Summary
applying "JAMS" rules that were incorporated into an arbitration clause and concluding that they "confer on the arbitrators the power to resolve arbitrability"
Summary of this case from Revis v. SchwartzOpinion
302N, 650531/15.
05-31-2016
Winston & Strawn LLP, New York (Aldo A. Badini of counsel), for appellant. Law Office of Paul E. Dans, New York (Paul Edouard Dans of counsel), for respondents.
Winston & Strawn LLP, New York (Aldo A. Badini of counsel), for appellant. Law Office of Paul E. Dans, New York (Paul Edouard Dans of counsel), for respondents.
TOM, J.P., ANDRIAS, MOSKOWITZ, RICHTER, JJ.
Opinion Order, Supreme Court, New York County (Shirley Werner Kornreich, J.), entered April 15, 2015, which denied the petition to stay arbitration and granted the cross motion to compel arbitration and dismiss the proceeding, unanimously affirmed, with costs.
Both the arbitration clause and the JAMS rule incorporated therein confer on the arbitrators the power to resolve arbitrability (see Matter of Gramercy Advisors LLC v. J.A. Green Dev. Corp., 134 A.D.3d 652, 653, 23 N.Y.S.3d 38 [1st Dept.2015] ). These provisions, governing the specific issue, take precedence over the arbitration clause's generic incorporation of the “New York statutes governing arbitration” (cf. Matter of ROM Reins. Mgt. Co., Inc. v. Continental Ins. Co., Inc., 115 A.D.3d 480, 481–482, 982 N.Y.S.2d 73 [1st Dept.2014] ). The issues of whether the parties manifested an intent that the arbitration clause survive termination of the settlement agreement containing it (see Matter of Baker v. Bajorek, 133 A.D.3d 421, 421, 18 N.Y.S.3d 530 [1st Dept.2015] ) and whether the agreement was induced by fraud (see McDonald v. McBain, 99 A.D.3d 436, 437, 952 N.Y.S.2d 486 [1st Dept.2012], lv. denied 21 N.Y.3d 854, 2013 WL 1831635 [2013] ) are also to be resolved by the arbitrators.
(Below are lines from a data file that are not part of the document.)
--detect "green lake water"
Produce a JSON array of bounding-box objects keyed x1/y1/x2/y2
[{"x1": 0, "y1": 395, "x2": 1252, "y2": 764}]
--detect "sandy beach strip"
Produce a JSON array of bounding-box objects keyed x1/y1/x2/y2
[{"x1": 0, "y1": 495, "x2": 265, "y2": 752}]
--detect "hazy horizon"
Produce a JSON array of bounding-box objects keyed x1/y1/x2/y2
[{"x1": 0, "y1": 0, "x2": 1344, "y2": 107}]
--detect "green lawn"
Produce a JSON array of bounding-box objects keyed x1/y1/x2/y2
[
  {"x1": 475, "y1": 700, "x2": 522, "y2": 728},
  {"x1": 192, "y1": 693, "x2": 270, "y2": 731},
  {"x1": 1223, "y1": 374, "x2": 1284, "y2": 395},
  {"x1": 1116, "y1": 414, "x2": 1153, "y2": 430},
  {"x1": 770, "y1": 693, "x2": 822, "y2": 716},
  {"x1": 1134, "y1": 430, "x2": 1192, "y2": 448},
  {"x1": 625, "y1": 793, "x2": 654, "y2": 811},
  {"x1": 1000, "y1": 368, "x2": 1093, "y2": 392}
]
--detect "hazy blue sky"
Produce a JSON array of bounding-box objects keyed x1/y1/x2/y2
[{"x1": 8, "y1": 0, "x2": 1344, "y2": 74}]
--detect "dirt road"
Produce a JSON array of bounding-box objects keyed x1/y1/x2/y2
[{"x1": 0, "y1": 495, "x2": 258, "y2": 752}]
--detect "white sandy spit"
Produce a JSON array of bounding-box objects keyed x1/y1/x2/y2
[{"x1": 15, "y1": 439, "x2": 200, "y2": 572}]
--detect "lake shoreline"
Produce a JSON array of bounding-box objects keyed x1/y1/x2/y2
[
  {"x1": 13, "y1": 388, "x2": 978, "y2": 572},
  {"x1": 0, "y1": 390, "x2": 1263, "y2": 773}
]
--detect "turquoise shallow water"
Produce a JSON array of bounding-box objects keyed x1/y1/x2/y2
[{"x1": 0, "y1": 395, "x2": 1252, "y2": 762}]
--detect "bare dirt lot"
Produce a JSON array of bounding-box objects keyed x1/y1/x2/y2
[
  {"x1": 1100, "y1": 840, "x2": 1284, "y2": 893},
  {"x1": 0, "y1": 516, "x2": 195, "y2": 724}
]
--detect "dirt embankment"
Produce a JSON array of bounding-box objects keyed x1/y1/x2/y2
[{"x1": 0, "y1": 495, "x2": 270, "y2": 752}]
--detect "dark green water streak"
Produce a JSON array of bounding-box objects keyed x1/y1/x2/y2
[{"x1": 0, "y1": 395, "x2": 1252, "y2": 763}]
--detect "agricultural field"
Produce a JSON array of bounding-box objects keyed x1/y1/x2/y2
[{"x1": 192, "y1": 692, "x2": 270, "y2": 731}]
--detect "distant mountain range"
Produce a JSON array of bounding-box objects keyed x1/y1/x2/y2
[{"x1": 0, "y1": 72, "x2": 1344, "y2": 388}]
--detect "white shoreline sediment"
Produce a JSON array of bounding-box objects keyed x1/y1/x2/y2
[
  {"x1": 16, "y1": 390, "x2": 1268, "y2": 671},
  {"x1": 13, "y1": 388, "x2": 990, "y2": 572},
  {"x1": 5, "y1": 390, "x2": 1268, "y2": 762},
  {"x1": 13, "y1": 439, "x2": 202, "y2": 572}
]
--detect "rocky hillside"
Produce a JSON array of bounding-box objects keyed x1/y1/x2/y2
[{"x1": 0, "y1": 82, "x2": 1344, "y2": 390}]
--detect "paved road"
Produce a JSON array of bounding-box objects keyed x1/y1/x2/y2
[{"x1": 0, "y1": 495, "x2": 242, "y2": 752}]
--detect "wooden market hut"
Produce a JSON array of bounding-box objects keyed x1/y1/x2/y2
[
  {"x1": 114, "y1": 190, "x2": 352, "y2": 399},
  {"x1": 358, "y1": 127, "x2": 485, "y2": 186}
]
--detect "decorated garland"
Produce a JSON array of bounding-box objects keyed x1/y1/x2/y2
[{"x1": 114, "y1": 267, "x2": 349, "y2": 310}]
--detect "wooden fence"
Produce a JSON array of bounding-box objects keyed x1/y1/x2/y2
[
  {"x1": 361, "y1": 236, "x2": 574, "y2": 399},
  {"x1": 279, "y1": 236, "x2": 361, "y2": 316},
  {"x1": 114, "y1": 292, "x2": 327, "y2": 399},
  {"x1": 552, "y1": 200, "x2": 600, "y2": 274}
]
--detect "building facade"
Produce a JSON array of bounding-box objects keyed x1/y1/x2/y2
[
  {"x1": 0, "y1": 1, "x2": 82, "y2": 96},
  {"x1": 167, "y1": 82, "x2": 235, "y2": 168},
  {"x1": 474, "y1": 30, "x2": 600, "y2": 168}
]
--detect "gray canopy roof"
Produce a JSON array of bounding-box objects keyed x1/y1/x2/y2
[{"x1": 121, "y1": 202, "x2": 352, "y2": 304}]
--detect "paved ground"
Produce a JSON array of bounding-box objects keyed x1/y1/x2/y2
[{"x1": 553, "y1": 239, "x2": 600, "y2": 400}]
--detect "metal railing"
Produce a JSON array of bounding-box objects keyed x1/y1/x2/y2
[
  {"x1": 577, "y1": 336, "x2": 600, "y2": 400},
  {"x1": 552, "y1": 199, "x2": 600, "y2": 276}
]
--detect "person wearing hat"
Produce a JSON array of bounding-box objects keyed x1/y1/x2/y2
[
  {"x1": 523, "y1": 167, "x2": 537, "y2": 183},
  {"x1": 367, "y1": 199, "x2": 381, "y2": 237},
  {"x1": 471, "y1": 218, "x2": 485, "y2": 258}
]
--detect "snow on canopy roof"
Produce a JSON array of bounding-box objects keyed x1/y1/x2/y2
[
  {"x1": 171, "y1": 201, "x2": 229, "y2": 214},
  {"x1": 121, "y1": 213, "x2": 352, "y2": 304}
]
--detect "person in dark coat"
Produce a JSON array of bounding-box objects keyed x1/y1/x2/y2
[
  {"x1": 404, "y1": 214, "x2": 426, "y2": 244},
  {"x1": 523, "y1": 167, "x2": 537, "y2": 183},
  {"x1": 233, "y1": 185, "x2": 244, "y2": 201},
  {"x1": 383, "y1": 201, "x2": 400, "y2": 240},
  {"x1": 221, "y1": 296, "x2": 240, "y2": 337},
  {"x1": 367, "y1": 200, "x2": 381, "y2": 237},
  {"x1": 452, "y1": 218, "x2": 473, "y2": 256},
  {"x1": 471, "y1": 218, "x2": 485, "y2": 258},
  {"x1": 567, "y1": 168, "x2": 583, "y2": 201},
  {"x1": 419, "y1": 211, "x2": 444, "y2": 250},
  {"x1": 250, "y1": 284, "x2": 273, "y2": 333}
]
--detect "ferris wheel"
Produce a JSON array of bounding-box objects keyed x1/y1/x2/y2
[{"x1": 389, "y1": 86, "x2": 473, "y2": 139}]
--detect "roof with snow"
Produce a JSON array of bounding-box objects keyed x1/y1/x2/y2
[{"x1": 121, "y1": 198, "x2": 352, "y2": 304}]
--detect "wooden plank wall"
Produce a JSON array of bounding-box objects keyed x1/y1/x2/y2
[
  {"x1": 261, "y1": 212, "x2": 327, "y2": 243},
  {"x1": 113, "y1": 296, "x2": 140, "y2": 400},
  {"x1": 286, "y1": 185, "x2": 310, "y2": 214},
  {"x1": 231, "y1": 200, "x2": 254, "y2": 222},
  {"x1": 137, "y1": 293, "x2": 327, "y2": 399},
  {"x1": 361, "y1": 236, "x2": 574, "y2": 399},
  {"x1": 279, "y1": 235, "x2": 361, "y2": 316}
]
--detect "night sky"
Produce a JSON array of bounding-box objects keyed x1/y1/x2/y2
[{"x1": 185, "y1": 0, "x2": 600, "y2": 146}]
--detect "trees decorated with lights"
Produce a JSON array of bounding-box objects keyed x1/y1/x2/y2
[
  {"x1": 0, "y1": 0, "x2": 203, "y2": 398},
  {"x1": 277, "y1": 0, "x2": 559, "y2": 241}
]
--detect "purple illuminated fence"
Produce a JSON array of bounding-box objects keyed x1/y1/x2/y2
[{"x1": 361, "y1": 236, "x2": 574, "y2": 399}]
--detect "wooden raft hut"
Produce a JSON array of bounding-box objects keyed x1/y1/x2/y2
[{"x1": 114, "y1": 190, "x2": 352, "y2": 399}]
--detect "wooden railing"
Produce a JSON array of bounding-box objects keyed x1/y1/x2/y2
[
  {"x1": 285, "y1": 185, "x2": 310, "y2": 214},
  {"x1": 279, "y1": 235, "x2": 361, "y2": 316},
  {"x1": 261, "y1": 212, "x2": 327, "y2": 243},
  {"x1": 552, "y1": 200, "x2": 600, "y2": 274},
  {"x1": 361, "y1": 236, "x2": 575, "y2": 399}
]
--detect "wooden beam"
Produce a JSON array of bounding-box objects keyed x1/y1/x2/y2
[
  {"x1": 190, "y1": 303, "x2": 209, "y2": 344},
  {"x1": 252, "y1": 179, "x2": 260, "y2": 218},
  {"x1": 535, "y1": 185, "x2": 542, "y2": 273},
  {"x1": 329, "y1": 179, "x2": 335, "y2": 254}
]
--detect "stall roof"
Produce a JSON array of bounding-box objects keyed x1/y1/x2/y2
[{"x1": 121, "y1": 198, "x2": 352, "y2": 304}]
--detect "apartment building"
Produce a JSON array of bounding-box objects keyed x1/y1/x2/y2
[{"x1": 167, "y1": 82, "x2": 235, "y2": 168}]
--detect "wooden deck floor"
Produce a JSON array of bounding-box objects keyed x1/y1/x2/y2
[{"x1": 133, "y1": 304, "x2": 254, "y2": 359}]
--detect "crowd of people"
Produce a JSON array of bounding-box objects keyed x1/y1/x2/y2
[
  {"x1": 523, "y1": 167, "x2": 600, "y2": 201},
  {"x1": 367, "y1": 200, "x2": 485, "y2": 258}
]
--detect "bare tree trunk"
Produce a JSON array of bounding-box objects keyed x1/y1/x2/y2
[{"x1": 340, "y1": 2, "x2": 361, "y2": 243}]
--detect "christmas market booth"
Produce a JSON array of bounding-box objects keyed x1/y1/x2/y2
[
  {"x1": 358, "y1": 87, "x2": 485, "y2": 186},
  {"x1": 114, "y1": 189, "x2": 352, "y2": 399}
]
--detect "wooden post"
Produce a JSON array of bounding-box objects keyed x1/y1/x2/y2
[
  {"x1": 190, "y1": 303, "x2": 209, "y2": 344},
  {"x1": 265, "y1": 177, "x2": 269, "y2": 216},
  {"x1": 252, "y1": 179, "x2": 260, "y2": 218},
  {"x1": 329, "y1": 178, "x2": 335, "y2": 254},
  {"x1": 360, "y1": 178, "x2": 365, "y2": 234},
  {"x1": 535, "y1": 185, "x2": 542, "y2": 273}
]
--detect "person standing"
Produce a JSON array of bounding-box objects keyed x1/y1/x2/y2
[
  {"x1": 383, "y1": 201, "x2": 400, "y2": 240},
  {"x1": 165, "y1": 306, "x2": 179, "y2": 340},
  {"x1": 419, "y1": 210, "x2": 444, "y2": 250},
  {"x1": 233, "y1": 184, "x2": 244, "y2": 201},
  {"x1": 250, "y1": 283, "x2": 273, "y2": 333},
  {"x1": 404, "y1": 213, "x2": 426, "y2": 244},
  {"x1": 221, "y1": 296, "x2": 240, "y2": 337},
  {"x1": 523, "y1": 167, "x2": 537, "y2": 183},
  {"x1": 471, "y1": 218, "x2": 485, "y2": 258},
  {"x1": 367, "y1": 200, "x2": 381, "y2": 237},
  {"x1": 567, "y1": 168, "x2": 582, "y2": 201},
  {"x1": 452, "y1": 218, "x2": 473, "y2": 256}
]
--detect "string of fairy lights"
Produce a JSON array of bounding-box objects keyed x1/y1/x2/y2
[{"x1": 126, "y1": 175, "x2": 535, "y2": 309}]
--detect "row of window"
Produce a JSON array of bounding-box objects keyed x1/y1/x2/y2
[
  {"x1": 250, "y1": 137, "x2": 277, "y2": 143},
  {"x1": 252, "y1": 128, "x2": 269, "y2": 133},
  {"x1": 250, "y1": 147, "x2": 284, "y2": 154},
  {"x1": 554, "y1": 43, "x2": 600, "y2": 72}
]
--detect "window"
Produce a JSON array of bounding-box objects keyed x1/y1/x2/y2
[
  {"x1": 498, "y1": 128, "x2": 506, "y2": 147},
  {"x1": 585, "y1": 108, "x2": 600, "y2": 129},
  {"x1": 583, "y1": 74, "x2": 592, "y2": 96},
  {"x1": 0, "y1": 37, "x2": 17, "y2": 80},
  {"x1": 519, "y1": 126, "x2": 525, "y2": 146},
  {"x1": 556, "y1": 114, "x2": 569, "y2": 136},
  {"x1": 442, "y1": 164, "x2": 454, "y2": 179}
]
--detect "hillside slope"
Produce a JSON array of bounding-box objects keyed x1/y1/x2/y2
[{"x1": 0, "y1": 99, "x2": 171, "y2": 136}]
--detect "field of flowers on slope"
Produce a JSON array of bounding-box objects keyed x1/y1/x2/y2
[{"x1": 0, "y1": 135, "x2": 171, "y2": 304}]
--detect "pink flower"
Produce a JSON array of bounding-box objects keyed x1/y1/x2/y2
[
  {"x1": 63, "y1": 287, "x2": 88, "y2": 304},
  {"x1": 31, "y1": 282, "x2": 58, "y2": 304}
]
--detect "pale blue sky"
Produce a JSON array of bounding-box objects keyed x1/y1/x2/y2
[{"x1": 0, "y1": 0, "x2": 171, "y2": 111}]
The question of whether respondents waived their right to arbitrate by their litigation-related conduct is for the court to decide (see Cusimano v. Schnurr, 26 N.Y.3d 391, 401 n. 3, 23 N.Y.S.3d 137, 44 N.E.3d 212 [2015] ; Sherrill v. Grayco Bldrs., 64 N.Y.2d 261, 272, 486 N.Y.S.2d 159, 475 N.E.2d 772 [1985] ). Whether analyzed under the CPLR or the Federal Arbitration Act, respondents' conduct, viewed in its entirety, does not constitute a waiver of arbitration. Throughout the parties' dispute, respondents repeatedly made clear their position that the matter belongs in arbitration. In light of this, respondents' assertion of counterclaims in a separate federal action, standing alone, is insufficient to establish that they waived arbitration (see Singer v. Seavey, 83 A.D.3d 481, 482, 923 N.Y.S.2d 29 [1st Dept.2011] ; Lodal, Inc. v. Home Ins. Co., 309 A.D.2d 634, 766 N.Y.S.2d 19 [1st Dept.2003] ). Petitioner points to no record proof that respondents took any steps to pursue these counterclaims, which have been dismissed by the federal court.
We have considered the parties' other contentions and find them unavailing.